Unicode offers several types of space characters. There is space about the size of an ‘n’ — the en space. Then, there is a space about the size of an ‘m’ — the em space. You might be already familiar with en and em if you know CSS. But, that is not all. I experimented with several other Unicode space characters and eventually I could hide KhtmlToPDF's deficiencies.

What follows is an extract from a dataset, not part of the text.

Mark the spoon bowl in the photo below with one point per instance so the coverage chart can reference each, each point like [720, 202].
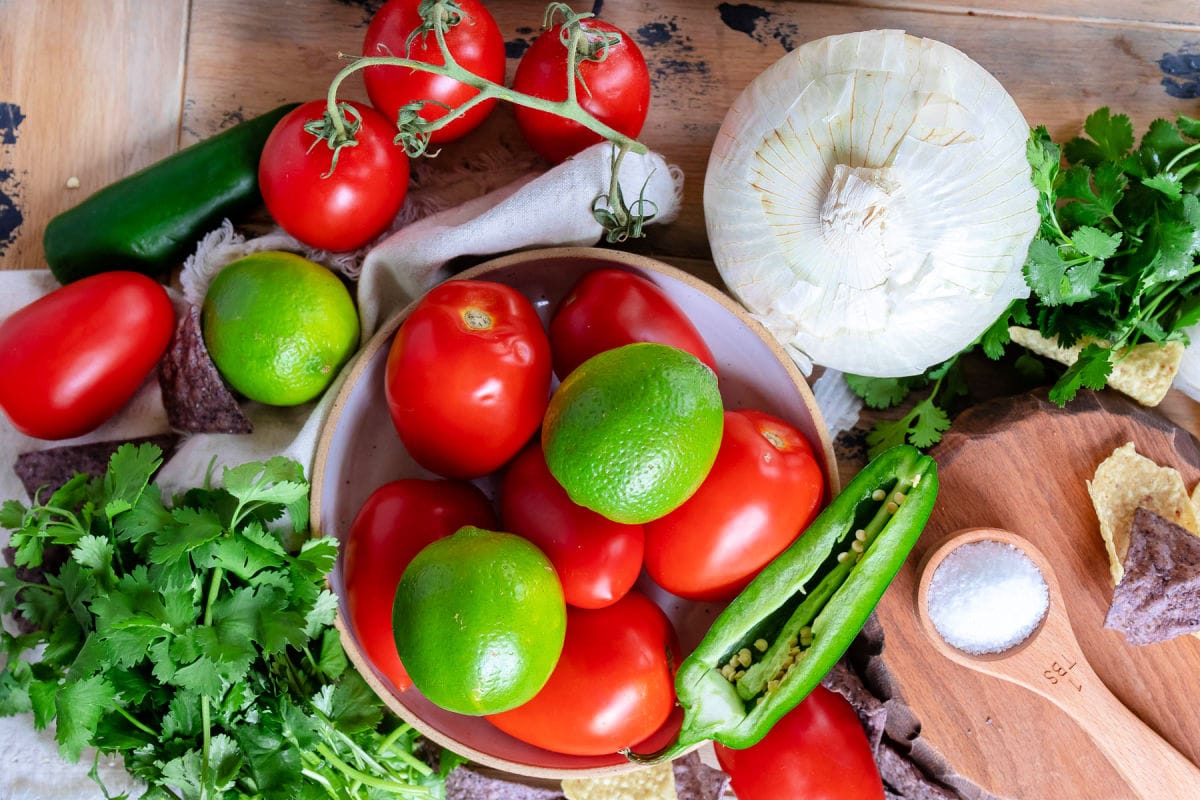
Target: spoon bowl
[1051, 663]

In some places, the last letter in a line would be partially displayed. The fix for that was to use the non-breaking space character (Compose + Space + Space) after the word and it would conveniently wrap to the next line. Sometimes, I did not want a line to break at a hyphen. Conveniently, Unicode has a non-breaking hyphen (Ctrl+Shift+u and 2011) as a fix.

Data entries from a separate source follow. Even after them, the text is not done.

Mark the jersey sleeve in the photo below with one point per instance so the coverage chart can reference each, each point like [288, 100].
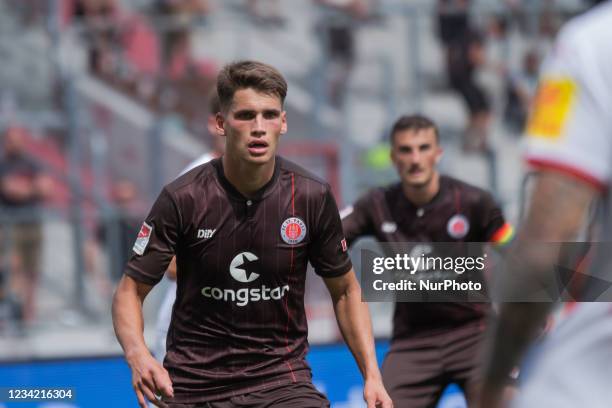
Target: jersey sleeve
[328, 252]
[570, 128]
[156, 242]
[494, 226]
[356, 220]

There are plenty of other Unicode characters that you might find useful: ™ ℡ Ω ⅓ ↛ ↣ ↭ ⇙ ⇛ ⇪ ☺ ☻ ☹ ☼ ♣ †, ‡, ™, ¤, ®, °, ¼, ½, ¾, ɤ, ɸ … ‘ ’ “ ” ← ↑ → ↓ ↔ ↕ ↖ ↗ ↘ ↙ ↚ ↛ ↜ ↝ ↞ ↟ ↠ ↡ ↢ ↣ ↤ ↥ ↦ ↧ ↨ ↩ ↪ ↫ ↬ ↭ ↮ ↯ ↰ ↱ ↲ ↳ ↴ ↵ ↶ ↷ ↸ ↹ ↺ ↻ ↼ ↽ ↾ ↿ ⇀ ⇁ ⇂ ⇃ ⇄ ⇅ ⇆ ⇇ ⇈ ⇉ ⇊ ⇋ ⇌ ⇍ ⇎ ⇏ ⇐ ⇑ ⇒ ⇓ ⇔ ⇕ ⇖ ⇗ ⇘ ⇙ ⇚ ⇛ ⇜ ⇝ ⇞ ⇟ ⇠ ⇡ ⇢ ⇣ ⇤ ⇥ ⇦ ⇧ ⇨ ⇩ ⇪ ⇫ ⇬ ⇭ ⇮ ⇯ ⇰ ⇱ ⇲ ⇳ ⇴ ⇵ ⇶ ⇷ ⇸ ⇹ ⇺ ⇻ ⇼ ⇽ ⇾ ⇿ √ ∛ ∜ ⊢ ⊣ ⊤ ⊥ ⊦ ⊧ ⊨ ⊩ ⊪ ⊫ ═ ║ ╒ ╓ ╔ ╕ ╖ ╗ ╘ ╙ ╚ ╛ ╜ ╝ ╞ ╟ ╠ ╡ ╢ ╣ ╤ ╥ ╦ ╧ ╨ ╩ ╪ ╫ ╬ ⅐ ⅑ ⅒ ⅓ ⅔ ⅕ ⅖ ⅗ ⅘ ⅙ ⅚ ⅛ ⅜ ⅝ ⅞ ⅟ Ⅰ Ⅱ Ⅲ Ⅳ Ⅴ Ⅵ Ⅶ Ⅷ Ⅸ Ⅹ Ⅺ Ⅻ Ⅼ Ⅽ Ⅾ Ⅿ ⏺ ⦾ ⦿ ⵙ ⵚ ⵕ ⏹ ❐ ⵔ ○ ◯ ● ▀ ▄ ⬓ ⬒ █ ▒ ░ ▓ ◽ ◾ ☁ ☂ ☃ ☔ ★ ☆ ✯ ✮ ✰ ☎ ☏ ☑ ☒ ☠ ♩ ♪ ♫ ♬ ✌ ✊ ✋ ㎏ ㎑ ㎒ ㎓ ㎤ ㎤ ㏒ 𝓐 𝓑 𝓒 𝓓 𝓔 𝓕 𝓖 𝓗 𝓘 𝓙 𝓚 𝓛 𝓜 𝓝 𝓞 𝓟 𝓠 𝓡 𝓢 𝓣 𝓤 𝓥 𝓦 𝓧 𝓨 𝓩 𝓪 𝓫 𝓬 𝓭 𝓮 𝓯 𝓰 𝓱 𝓲 𝓳 𝓴 𝓵 𝓶 𝓷 𝓸 𝓹 𝓺 𝓻 𝓼 𝓽 𝓾 𝓿 𝔀 𝔁 𝔂 𝔃
That's not all
You can already see that I am now addicted to the long hyphen (—) but you may not have noticed that instead of three dots (...), I have used an ellipsis (…). It is just one Unicode character, instead of three. I do not use apostrophes for my quotations. There are dedicated Unicode characters for it. I type them with the Compose key. I type ‘Hi’ instead of 'Hi'. I write “Hello, World”, instead of "Hello, World". But, not when I write code. When other writers write source code in Microsoft Word, the annoying software will autocorrect all apostrophes and double quotation marks into Unicode quotation marks. Such a code listing would not compile in an IDE. It becomes a nightmare for the person who does the pagesetting. My manuscripts (including the code listings) are entirely in text (as CommonMark). What is written in text, stays in text. Whether it is exported to HTML, Word or PDF, the code will always compile.
Postscript
This article was originally written for the Open Source For You magazine. As luck would have it, I had some email problems and there was a gap in communication between me and the magazine. The pagesetter nightmare really occurred with this article. By the time, I re-established contact with the magazine, the article had been printed. The corrections could only be made in the online version.